Serangan Israel tewaskan 29 orang di Lebanon selatan saat bentrokan terus berlanjut meski gencatan senjata

Foto yang diabadikan pada 16 Mei 2026 ini menunjukkan bangunan-bangunan yang hancur akibat serangan udara Israel di Tyre, Lebanon. (Xinhua/Ali Hashisho)

Pengeboman paling mematikan menghantam sebuah kota di Distrik Tyre, Kegubernuran Selatan, di dekat perbatasan Lebanon-Israel, menewaskan 12 orang, termasuk seorang warga negara Suriah.

 

Beirut, Lebanon (Xinhua/Indonesia Window) – Serangan udara Israel di seluruh wilayah Lebanon selatan sepanjang malam hingga Rabu (20/5) menewaskan sedikitnya 29 orang, termasuk perempuan dan anak-anak, serta melukai puluhan lainnya, demikian menurut National News Agency (NNA), kantor berita yang dikelola pemerintah Lebanon.

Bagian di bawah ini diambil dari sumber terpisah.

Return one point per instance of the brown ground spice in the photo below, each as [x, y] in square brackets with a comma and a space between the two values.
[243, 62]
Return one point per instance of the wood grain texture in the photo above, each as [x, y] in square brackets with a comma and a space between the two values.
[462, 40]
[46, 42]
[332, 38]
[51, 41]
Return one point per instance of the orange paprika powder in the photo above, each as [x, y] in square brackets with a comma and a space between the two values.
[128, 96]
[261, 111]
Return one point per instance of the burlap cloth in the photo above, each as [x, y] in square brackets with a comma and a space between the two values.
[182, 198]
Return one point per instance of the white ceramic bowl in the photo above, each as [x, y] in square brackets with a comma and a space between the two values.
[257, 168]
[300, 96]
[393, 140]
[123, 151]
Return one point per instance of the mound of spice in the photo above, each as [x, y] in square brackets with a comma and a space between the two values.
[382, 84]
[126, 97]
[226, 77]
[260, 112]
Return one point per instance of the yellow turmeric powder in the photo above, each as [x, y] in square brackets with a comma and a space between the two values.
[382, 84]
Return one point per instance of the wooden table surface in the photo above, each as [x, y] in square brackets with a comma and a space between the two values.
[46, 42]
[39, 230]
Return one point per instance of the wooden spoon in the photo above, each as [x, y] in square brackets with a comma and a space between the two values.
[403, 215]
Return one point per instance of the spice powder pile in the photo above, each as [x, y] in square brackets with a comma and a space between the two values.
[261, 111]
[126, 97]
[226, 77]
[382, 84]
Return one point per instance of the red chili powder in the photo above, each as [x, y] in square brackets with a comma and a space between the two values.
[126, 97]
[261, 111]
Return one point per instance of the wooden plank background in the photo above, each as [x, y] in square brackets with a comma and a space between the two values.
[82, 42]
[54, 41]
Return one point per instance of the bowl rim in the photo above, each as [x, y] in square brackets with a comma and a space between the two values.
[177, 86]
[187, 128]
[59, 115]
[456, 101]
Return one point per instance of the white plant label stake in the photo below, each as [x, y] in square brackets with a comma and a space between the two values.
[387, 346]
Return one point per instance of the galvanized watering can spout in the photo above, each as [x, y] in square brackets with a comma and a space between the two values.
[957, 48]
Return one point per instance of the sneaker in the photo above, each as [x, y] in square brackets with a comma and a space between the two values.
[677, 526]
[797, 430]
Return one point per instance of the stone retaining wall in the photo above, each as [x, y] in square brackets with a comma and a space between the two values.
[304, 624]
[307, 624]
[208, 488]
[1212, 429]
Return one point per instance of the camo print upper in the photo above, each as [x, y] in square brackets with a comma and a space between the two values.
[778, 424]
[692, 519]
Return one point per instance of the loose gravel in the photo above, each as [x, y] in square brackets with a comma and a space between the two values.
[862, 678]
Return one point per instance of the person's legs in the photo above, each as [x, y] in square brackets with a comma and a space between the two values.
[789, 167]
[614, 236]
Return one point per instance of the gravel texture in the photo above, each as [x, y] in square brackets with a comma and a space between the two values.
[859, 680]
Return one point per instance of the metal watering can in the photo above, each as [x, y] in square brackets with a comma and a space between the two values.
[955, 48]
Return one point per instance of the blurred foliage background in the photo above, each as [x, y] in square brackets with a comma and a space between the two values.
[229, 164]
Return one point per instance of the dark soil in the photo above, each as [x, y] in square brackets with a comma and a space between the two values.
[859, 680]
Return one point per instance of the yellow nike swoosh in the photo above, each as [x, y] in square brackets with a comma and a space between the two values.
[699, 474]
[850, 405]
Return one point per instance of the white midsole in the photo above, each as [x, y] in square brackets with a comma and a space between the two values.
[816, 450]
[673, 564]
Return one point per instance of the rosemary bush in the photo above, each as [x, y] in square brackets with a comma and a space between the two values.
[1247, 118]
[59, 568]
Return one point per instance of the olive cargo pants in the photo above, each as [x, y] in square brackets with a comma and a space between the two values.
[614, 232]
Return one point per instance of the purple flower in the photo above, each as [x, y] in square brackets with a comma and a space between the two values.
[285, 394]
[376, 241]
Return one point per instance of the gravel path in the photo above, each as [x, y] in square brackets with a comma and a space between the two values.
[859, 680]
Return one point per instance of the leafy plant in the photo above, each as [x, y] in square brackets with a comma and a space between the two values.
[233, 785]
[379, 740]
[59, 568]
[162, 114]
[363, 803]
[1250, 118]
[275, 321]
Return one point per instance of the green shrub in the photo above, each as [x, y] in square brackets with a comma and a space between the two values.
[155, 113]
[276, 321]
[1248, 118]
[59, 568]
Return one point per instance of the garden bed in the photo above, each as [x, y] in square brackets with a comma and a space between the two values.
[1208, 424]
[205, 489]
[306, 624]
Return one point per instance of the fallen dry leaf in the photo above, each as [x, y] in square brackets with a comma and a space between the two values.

Serangan tersebut menghantam beberapa kota di kegubernuran Selatan dan Nabatieh, menargetkan kawasan permukiman, area di dekat rumah sakit pemerintah, serta sebuah sepeda motor di jalan raya, kata NNA.

Pengeboman paling mematikan menghantam sebuah kota di Distrik Tyre, Kegubernuran Selatan, di dekat perbatasan Israel, menewaskan 12 orang, termasuk seorang warga negara Suriah, lapor NNA.

Sementara itu, Hizbullah mengatakan para pejuangnya bentrok dengan pasukan Israel di dekat Kota Haddatha, Lebanon selatan, dan menargetkan kumpulan pasukan Israel di Lebanon selatan.

Pasukan Israel juga melakukan operasi penghancuran besar-besaran di antara desa-desa perbatasan Blida dan Mays al-Jabal, memicu ledakan yang dahsyat.

Perdana Menteri (PM) Lebanon Nawaf Salam mengatakan negosiasi tetap menjadi satu-satunya cara untuk mengakhiri konflik dan menekankan bahwa senjata harus berada di bawah kendali eksklusif pasukan negara.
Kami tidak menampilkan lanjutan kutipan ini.